What's In a Name? Hey, Look, It's 10th Gräde Cütie Again!

It's a well-known fact that most band names are essentially gobbledygook, but here at Rocks Off, we're trying hard to decode Houston's oddest monikers in order to find a little meaning.

We mean this with affection and sincerity: 10th Gräde Cütie destroys everything they touch and should be booked only with the utmost caution.

They've been banned from Super Happy Fun Land (recently lifted), Dan Electro's Guitar Bar and especially White Swan for a legendary physical altercation with the staff. They are loud, drunk and rude. Eh, it's punk rock. Whaddya gonna do?

So why call a band of degenerate reprobates that sounds like Sloppy Seconds 10th Gräde Cütie? Rocks Off shot the band an email to find out.

It's always a blast to find out what names a band did not choose, and in this case the list of passed-over monikers include Rocky IV, Upside Down Inverted Cross and Stryper: Not Affiliated with The Real Stryper. After axing these gems, they decided to name the band after an award won by Lil' Blaine (Vocals/Guitar) in high school. Whereas some are nominated in the yearbook to be Most Likely to Succeed, Blaine was nominated 10th Grade Cutie, which is usually reserved for female sophomores.

Thoroughly amused, Blaine ended up winning the coveted award and appears as thus in his school's yearbook. We have no confirmation, but we believe that whoever was Most Likely to Succeed now masturbates animals for artificial insemination.

But what of the umlauts? 10th Gräde Cütie has two in its name, though the number and placement tend to change based on the level of inebriation of the band. It seems a little much, well past the legal limit for non-Nordic death metal bands.

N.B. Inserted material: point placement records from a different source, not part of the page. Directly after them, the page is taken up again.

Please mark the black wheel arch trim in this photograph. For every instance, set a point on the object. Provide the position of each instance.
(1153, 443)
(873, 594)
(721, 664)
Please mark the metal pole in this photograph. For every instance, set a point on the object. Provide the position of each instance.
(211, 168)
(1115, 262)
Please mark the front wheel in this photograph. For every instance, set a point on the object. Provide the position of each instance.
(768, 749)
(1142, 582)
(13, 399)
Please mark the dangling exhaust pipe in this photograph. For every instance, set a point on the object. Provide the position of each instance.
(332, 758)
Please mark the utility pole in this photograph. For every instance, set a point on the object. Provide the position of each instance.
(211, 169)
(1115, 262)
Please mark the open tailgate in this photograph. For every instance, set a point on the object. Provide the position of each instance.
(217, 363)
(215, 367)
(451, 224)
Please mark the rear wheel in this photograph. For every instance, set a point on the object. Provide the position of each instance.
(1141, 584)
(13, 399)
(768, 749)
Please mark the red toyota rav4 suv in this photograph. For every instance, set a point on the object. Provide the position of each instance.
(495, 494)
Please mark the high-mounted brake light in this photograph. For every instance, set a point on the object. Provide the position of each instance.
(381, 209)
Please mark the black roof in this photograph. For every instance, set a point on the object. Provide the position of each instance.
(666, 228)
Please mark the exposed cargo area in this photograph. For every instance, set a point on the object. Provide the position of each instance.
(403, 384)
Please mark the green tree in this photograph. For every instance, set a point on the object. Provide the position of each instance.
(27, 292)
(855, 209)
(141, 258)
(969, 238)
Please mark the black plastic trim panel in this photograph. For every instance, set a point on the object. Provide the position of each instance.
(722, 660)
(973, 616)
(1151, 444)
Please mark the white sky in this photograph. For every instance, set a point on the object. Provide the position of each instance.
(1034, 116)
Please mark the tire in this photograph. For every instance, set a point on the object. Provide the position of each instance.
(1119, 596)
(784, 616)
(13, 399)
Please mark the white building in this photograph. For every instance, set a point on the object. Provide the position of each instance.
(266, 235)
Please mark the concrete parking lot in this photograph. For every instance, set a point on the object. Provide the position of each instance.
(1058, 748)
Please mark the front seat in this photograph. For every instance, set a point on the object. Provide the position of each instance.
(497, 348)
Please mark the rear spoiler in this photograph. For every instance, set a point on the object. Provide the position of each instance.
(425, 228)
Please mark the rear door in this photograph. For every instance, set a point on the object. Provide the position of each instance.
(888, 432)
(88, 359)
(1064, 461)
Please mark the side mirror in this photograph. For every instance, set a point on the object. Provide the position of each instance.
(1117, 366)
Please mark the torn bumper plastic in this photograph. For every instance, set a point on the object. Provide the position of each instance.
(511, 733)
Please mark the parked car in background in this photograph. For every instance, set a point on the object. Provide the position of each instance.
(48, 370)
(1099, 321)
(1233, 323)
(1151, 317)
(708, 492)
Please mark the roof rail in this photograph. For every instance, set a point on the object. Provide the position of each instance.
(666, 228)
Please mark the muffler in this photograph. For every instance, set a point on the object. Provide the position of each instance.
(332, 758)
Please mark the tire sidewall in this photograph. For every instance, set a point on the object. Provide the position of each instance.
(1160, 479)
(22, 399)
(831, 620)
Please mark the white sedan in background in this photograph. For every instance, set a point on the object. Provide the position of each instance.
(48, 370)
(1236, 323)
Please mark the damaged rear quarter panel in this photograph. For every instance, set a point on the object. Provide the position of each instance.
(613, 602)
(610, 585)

According to Rex Ronan (vocals/bass), they are an ironic tribute to pretty much every glam-metal band that ever existed and an unironic tribute to Motörhead and Hüsker Dü. When pressed further, Ronan admitted he just likes typing umlauts in Microsoft Word, something your humble reporter is getting real bloody sick of!

We'll slog through the umlauts to answer the question that is burning in your minds; Is that a public-school 10th Gräde Cütie or a private-school 10th Gräde Cütie?

"Public school cuties," says Ronan. "It's easier to pick them up than it is to pick up girls who go to private school, because the private-school girls have things like self-esteem, shame and standards. Also, their campuses are more secure."

No one's safe from these drunken umlauts. Run for your lives.

FINAL DEFINITION

10th Gräde Cütie: Noun. 1) One who causes mayhem with music (see also: Lydon, John); 2) An award given to a recipient who is the opposite gender of the intended winner. 3) Fucking umlauts!!

10th Gräde Cütie plays 8 p.m. tonight at Super Happy Fun Land, with ReDeMeR, Omotai, Serum Fantis, and BlackMagicMarker.